Though BMC services do serve the population at Mass. and Cass, the current service options aren’t working for people experiencing homelessness and substance use disorder in the immediate area, Komaromy said.
“This subset of the population needs more intensive services focused on a combination of substance use disorder and mental illness, as well as tremendous social barriers,” she said. “So we’re setting up this model to help stabilize them and then to help them to move on to permanent housing outside of the Mass. and Cass area.”
Roxbury activist Domingos DaRosa spoke at Monday’s meeting, more than a year after he was issued a stay-away order from Gov. Charlie Baker’s Swampscott home after he and other neighborhood activists brought used needles from the streets of Mass. and Cass to the governor’s yard. It’s a protest that he says reflected years of frustration at not being heard.

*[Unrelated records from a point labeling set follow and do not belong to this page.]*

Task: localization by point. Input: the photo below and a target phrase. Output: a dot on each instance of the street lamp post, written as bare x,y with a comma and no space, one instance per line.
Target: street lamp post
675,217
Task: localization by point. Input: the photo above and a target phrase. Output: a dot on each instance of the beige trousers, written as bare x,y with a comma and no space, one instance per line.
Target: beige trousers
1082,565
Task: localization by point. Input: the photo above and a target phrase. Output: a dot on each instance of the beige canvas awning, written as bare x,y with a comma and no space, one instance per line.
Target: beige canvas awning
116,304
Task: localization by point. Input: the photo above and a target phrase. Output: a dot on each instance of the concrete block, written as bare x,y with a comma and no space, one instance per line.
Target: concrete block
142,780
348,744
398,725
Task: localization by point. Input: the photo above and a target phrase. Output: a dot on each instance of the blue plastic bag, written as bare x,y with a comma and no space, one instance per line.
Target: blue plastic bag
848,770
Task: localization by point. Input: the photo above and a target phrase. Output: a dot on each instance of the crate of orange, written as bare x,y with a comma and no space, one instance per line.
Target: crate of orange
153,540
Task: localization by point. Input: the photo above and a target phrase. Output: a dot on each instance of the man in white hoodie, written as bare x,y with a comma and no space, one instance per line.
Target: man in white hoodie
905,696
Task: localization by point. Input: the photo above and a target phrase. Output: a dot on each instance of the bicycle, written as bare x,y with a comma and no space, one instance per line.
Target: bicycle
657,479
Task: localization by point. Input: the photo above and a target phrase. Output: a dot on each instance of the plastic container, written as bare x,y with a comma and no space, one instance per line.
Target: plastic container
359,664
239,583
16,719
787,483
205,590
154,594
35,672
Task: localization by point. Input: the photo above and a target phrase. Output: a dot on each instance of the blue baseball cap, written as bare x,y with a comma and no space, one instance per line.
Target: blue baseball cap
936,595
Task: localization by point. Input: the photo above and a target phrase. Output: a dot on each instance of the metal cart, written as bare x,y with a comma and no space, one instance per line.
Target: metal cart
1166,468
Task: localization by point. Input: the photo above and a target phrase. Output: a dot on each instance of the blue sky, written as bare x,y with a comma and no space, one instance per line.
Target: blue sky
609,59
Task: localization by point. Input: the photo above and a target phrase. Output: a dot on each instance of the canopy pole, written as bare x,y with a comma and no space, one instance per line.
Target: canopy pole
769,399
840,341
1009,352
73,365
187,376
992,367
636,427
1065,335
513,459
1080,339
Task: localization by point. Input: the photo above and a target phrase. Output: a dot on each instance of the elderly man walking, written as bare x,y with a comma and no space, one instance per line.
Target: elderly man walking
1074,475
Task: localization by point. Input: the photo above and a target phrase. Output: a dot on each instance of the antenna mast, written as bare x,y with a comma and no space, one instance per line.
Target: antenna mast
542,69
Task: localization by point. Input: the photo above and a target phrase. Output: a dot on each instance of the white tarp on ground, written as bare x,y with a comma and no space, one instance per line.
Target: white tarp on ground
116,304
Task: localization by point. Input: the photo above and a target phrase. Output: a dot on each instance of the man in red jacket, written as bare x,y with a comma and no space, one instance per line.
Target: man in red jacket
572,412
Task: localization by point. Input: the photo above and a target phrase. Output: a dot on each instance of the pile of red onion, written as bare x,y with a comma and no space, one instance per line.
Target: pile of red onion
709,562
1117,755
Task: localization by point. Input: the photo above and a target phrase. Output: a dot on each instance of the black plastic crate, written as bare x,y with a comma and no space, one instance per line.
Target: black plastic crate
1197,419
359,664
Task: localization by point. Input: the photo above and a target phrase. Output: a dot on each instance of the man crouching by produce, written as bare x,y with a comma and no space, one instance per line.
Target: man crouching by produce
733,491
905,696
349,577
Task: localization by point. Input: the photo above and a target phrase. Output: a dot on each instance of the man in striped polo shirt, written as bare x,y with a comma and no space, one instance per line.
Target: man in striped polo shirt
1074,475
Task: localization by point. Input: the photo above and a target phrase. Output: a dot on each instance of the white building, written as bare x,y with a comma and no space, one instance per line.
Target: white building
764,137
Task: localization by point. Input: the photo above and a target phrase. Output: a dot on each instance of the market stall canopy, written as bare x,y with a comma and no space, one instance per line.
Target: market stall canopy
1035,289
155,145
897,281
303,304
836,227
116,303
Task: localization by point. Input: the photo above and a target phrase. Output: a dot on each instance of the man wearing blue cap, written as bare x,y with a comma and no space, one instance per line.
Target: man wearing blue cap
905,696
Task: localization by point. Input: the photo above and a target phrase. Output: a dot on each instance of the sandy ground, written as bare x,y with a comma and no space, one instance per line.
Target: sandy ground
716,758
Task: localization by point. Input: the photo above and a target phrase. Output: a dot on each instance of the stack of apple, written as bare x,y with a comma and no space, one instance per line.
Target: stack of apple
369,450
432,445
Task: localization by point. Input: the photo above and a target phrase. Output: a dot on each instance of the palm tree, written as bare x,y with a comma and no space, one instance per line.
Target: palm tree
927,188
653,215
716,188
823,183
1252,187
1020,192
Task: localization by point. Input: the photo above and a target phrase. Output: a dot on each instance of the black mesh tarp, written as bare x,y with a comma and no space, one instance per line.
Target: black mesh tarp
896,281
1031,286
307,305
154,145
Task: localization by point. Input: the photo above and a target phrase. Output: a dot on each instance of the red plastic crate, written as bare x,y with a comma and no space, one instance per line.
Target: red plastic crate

“This conversation has been the same, we’ve been talking about the same thing, made tons of suggestions and held countless hours of meetings,” DaRosa said during Monday’s meeting. “We don’t want to keep spinning this wheel. The hamster has gotten so creative that he’s on the outside of the wheel spinning, and now this thing just seems to be the same old spin.”
Promising more details in the coming days, Wu emphasized a “true transformation” of the neighborhood, “not just a return of what is currently there.”
“We want to see a complete change to the experience and the dynamic that you all have been living through for years and years and years,” she said. “We need to see treatment and services available citywide, regionally, statewide so that Boston won’t be bearing the burden of this. And your neighborhoods and our kids and our seniors and everyone, our businesses in the area won't be bearing the burden of this.”
The mayor did not specify whether she will continue the city’s previous strategy of placing eviction notices on tents. “Details are still being worked out” regarding protocol and enforcement for prohibiting tents in the area, she said, promising that a more comprehensive plan will be made public this week.
The first step is to address the safety of the unhoused people currently living outside in freezing temperatures, and then more long-term solutions will follow, Wu said, including involvement from the city’s public works departments to improve the quality of life for residents.
“This is intended to change that dynamic and to do this in a way that addresses the immediate crisis that we are up against with the weather,” Wu said, “as well as laying the foundation for how we transition to a medium- and long-term plan right after that.”